Monday liked to fart. Tuesday hated art. Wednesday was obsessed with cats, And Thursday was constantly taking naps. Friday was actually secretly a dog. Saturday liked taking care of hogs. And Sunday liked beer.
Sunday went and bought a bar, Thinking that her business could go far. Monday was the first one to come, But his stinky gas made everyone’s noses go numb. Then Tuesday came in, and dissed all the sigma are that Sunday had displayed. And then Sunday gave Tuesday a flay.
Wednesday came in all exited and happy, But was broken when Sunday wouldn’t serve her cats beer. Because Sunday liked beer and didn’t want to share with Wednesday’s cats.
Thursday didn’t come because he was sleeping.
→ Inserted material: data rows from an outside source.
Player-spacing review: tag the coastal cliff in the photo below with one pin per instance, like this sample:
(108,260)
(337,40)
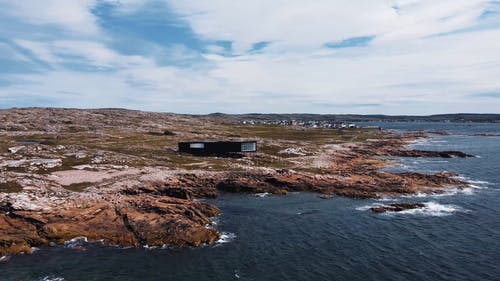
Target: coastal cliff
(115,176)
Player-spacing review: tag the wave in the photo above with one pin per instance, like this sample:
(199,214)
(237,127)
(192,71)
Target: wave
(4,258)
(226,237)
(433,209)
(261,195)
(76,242)
(50,278)
(430,208)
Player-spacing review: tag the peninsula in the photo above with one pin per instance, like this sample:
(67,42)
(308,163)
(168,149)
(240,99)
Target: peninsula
(116,176)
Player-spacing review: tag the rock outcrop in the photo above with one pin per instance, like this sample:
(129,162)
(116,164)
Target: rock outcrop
(397,207)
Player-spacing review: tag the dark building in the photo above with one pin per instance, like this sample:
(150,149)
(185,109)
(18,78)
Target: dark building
(217,147)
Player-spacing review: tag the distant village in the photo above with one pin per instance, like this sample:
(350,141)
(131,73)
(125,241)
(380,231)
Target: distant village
(307,124)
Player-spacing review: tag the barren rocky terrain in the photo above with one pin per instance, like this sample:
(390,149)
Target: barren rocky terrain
(115,175)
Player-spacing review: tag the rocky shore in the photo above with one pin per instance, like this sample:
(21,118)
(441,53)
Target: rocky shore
(103,175)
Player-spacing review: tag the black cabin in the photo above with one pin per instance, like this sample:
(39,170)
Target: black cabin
(217,147)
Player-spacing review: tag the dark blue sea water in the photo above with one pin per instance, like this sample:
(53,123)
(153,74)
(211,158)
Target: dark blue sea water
(302,237)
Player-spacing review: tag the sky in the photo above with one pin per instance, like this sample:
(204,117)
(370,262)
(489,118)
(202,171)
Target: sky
(233,56)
That’s pretty lame.
Fridays came barking in, Until Saturday’s hogs took a big win When they killed Friday.
In the end Sunday shut down the bar, And drank beer until he died at the ripe age of 1,234,567,890.
If silence were a scent it would smell like my mother Because she doesn’t talk She is dead If silence were a scent it would smell like my native deodorant Because it doesn’t talk either. If silence were a scent it would smell like my bed because, contrary to popular belief, beds do not have mouths and cannot make noise. If silence were a scent it would smell like cashmere and rain, because that’s what my native deodorant is called.
Home is where you hang your hat, They say, but I don’t have any hats to hang. My little brother stole them all, But all my hats on him are small Because he has a big head.
My brothers head is the size of mars so his head is always up in the stars My brother makes fun of my small head But he can’t even fit into his bed.
My mom says it’s a genetic mutation But others say that it’s an inspiration For living with a head so big, But I think that he looks like a pig.
But have no home for I have no hat, I live in my parents living room In a fort made of mats.
I love the sun It’s so large and round GYAT I don’t like lightbulbs They were created by the government to turn everyone into moths I am not a moth At night my house is very dark and scary The ghosts like to prank me They pull my toes and cut off my hair I am bald now. Everyone says I should just use lightbulbs but I know they are just moths trying to grow their population I will not fall for their tricks I will not become a moth Do you think cavemen had lights? NO! They did not Do you think that old people had lights? NO! So I will be content alone with the ghosts because I am not a moth.